Andoni admits the training is limited and says some volunteers have lost their composure during heated confrontations. But after a “painful” review of recent events, he concluded that ISM was not at fault in the shootings and standoffs that killed and injured the three members.

ISM first made headlines last spring, when its activists slipped past Israeli soldiers in the West Bank city of Ramallah and entered the headquarters of Palestinian Authority President Yasser Arafat as it was pounded by Israeli shells. Other volunteers entered the Church of the Nativity in Bethlehem and stayed through the end of a five-week standoff with Israeli troops.
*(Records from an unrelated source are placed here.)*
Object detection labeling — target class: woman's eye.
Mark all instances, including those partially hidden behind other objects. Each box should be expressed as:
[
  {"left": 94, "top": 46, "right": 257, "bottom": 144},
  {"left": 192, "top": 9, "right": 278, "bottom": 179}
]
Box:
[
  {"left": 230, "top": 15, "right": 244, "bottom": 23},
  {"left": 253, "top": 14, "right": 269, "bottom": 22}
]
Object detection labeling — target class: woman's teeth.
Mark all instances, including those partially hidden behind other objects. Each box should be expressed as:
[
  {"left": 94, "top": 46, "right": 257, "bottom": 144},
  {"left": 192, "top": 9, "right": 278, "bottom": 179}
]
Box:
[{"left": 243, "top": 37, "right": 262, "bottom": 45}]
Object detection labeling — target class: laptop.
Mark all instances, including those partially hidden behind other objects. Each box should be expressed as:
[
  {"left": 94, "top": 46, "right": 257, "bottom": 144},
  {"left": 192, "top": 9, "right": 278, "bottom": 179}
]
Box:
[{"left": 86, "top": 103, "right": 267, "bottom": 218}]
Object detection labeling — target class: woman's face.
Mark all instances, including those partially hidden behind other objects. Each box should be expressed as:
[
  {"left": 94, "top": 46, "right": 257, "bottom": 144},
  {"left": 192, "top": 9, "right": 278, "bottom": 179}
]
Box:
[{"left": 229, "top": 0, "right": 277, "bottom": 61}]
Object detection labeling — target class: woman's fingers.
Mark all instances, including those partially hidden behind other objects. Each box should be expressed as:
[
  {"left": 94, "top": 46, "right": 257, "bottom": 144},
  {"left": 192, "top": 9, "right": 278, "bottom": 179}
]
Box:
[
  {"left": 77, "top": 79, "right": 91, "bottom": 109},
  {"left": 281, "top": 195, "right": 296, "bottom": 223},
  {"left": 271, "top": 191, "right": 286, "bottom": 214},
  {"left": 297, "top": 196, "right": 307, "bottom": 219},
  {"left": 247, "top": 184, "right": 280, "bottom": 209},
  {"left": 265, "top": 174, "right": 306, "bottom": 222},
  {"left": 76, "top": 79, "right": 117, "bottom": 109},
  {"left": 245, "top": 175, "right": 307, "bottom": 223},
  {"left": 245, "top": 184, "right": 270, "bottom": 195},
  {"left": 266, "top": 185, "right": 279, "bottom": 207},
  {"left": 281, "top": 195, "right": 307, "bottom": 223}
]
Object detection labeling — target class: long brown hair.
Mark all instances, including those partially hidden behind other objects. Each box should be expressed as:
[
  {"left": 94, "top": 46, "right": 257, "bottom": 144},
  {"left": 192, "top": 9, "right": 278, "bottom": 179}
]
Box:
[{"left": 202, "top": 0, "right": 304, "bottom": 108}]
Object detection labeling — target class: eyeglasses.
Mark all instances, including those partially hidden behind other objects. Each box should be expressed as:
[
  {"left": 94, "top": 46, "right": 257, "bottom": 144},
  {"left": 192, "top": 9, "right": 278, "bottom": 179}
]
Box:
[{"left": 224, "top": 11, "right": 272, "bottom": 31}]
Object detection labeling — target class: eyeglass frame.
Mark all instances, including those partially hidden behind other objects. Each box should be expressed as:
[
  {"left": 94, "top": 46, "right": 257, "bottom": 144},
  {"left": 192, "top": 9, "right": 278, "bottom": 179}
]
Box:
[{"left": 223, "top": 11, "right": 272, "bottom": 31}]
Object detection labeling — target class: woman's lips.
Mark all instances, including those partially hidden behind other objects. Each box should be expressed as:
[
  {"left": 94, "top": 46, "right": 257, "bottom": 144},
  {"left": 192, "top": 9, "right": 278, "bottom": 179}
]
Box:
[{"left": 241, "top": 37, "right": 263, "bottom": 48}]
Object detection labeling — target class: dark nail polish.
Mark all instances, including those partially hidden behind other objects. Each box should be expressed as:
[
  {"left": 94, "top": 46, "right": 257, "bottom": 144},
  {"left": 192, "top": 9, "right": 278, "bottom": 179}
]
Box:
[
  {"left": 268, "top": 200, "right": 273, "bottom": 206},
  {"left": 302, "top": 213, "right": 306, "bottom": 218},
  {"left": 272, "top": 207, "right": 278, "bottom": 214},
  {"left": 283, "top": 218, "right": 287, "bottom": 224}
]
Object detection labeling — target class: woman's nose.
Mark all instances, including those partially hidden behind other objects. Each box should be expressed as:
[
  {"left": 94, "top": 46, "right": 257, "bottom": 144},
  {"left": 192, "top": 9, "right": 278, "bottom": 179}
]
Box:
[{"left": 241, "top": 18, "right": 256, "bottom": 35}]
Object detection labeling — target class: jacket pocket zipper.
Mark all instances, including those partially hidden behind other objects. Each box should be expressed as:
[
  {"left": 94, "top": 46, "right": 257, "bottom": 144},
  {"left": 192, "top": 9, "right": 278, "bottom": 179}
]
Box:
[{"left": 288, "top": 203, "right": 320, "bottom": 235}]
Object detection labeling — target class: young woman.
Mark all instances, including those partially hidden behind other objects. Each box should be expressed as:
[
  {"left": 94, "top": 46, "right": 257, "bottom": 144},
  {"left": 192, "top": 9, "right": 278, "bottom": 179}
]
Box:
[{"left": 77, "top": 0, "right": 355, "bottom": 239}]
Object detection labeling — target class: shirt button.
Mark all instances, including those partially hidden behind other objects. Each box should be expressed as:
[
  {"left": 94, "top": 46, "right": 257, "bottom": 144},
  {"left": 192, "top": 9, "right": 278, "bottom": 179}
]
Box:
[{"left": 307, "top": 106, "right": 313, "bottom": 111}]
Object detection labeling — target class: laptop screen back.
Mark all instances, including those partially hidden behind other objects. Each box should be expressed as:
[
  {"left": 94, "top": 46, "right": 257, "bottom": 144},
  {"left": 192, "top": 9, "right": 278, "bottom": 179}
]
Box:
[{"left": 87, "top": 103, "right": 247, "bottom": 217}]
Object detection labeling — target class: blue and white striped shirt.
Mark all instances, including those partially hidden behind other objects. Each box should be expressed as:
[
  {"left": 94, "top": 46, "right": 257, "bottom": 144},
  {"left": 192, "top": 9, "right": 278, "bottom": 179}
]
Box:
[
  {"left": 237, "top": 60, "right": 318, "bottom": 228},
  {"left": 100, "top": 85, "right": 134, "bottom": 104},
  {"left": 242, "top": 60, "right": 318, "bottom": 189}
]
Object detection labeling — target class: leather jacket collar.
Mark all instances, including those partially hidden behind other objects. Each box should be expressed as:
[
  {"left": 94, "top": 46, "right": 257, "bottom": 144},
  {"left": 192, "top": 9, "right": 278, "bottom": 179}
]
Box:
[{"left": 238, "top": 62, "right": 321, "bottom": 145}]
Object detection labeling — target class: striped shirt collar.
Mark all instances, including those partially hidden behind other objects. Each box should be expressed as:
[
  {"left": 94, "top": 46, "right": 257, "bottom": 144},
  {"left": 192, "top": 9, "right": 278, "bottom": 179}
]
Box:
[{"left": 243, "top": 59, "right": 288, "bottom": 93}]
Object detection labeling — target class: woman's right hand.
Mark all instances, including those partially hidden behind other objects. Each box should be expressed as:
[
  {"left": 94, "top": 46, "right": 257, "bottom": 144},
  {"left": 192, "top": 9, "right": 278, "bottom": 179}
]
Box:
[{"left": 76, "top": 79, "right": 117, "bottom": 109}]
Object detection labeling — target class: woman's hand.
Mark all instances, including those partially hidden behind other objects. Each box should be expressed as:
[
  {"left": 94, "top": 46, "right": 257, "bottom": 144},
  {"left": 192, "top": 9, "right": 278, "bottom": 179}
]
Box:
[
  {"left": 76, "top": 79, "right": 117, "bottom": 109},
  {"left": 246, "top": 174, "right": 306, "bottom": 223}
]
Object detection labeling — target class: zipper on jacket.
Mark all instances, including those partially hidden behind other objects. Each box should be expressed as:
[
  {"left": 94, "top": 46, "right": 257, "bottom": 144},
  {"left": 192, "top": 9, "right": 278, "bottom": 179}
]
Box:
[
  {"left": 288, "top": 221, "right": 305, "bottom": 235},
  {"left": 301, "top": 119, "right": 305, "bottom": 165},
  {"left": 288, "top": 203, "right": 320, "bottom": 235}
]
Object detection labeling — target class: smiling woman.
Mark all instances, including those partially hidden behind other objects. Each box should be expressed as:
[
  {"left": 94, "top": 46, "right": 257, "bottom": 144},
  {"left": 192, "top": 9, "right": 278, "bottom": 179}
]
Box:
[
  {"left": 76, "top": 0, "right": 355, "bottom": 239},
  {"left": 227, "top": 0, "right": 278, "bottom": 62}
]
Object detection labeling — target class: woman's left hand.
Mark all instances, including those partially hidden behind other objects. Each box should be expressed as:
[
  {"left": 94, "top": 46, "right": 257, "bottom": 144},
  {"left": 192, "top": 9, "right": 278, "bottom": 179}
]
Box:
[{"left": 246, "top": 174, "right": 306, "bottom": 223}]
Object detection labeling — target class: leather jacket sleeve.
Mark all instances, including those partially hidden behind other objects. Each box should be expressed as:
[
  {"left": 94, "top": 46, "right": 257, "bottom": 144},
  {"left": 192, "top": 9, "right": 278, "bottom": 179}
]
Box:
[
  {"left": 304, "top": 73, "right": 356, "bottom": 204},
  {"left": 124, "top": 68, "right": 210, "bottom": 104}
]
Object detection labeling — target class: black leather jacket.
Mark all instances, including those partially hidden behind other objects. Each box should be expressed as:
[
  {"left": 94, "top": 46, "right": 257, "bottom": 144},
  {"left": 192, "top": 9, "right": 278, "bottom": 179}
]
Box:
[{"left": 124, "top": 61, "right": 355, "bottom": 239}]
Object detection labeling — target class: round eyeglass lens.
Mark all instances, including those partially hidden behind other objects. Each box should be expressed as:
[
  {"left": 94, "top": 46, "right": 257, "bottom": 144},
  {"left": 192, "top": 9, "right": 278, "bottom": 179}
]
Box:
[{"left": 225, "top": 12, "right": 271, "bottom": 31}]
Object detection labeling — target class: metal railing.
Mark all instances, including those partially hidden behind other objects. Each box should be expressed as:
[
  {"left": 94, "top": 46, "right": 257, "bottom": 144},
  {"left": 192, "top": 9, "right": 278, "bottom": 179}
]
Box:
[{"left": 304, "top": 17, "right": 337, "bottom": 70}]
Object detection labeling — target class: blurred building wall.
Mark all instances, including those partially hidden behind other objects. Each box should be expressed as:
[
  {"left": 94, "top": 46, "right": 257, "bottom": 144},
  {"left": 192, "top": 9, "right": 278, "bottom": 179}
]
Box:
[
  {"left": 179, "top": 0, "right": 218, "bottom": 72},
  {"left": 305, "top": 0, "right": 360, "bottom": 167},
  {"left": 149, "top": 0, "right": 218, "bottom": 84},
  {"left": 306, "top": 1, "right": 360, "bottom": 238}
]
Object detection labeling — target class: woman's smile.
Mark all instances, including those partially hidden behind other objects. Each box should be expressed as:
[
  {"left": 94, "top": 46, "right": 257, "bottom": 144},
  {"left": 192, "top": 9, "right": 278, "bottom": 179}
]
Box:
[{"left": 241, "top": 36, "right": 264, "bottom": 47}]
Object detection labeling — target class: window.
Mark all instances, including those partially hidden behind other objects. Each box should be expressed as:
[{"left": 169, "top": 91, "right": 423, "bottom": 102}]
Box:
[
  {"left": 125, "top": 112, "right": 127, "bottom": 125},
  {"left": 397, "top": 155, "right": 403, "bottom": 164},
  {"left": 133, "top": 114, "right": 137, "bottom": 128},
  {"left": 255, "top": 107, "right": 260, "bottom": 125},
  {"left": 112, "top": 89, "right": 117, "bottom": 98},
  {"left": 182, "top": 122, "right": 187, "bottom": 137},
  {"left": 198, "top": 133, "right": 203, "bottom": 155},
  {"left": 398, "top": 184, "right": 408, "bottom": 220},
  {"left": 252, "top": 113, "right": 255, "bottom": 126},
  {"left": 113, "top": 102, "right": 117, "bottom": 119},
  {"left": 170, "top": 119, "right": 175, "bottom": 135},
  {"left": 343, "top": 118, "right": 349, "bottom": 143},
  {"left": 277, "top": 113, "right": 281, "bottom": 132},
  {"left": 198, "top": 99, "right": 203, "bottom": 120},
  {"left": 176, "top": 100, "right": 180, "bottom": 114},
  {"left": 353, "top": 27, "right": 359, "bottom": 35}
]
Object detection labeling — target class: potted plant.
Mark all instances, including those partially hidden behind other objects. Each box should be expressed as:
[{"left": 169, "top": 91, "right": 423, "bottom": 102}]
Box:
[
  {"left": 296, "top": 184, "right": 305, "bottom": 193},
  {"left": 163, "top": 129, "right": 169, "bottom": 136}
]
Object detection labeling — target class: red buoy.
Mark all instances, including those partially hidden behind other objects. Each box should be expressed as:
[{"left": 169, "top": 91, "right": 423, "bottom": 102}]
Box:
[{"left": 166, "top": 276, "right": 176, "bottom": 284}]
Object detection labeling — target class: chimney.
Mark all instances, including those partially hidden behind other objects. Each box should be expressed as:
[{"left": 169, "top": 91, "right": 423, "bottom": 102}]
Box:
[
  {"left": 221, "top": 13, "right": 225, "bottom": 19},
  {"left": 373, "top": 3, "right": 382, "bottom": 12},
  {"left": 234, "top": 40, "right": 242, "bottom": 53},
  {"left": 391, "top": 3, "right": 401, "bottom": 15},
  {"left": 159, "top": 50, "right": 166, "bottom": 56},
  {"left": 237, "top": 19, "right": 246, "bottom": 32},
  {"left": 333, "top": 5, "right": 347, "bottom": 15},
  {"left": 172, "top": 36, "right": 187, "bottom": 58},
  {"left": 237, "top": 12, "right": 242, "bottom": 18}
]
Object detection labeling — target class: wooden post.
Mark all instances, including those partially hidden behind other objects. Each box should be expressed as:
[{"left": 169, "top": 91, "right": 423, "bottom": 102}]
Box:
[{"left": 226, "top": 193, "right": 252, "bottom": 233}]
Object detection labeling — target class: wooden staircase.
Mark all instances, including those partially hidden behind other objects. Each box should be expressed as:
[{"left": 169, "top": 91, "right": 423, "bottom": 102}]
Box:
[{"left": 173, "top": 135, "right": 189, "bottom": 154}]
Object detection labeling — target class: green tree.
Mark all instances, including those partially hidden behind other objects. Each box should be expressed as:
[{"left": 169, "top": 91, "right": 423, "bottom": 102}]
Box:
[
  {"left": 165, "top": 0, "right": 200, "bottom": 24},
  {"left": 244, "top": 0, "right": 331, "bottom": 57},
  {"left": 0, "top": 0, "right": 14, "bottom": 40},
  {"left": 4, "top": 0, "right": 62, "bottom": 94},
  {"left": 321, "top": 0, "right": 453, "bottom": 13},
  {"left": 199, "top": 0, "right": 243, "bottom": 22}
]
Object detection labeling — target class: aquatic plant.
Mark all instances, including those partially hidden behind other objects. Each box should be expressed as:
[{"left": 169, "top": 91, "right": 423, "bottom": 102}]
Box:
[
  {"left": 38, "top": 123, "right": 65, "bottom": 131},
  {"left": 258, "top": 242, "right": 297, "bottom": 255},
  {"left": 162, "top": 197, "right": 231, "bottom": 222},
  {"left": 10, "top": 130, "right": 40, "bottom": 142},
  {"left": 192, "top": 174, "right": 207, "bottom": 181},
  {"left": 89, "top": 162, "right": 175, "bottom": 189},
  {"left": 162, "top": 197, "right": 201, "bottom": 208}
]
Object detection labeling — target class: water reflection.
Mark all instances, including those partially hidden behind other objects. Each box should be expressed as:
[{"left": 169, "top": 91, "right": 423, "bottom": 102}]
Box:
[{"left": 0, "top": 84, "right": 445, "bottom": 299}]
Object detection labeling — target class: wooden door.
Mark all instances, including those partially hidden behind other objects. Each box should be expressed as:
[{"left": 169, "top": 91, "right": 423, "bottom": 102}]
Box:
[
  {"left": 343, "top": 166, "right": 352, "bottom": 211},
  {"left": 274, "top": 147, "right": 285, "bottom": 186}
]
The group’s most recent move that infuriated Israeli security forces occurred several weeks ago, when members stationed in Jenin took in a wanted Palestinian fleeing from Israeli troops. The two ISM volunteers accused of harboring the suspect later said that he had come into their office from the roof, frightened and dripping wet, and that they didn’t know he was being chased.

“I’m a mainstream American. I’m not an activist,” said Jennifer, who is one of the ISM volunteers accused of protecting the wanted man and who asked that only her first name be used.

Around the corner from where she spoke, Palestinian militants in black hoods discharged automatic rifles into the sky and waved Palestinian flags to commemorate the first anniversary of a deadly Israeli incursion into the Jenin refugee camp.

“There was a curfew. There was gunfire. Knowing that it’s dangerous for anyone to be in the street during curfew, we indicated he could stay,” said Jennifer. “Harboring a terrorist? It’s not even something I thought about.”

As far as ISM’s future is concerned, there doesn’t seem to be any immediate threat. Despite the controversy, risk and living conditions, new recruits are signing up at a record pace, Andoni said.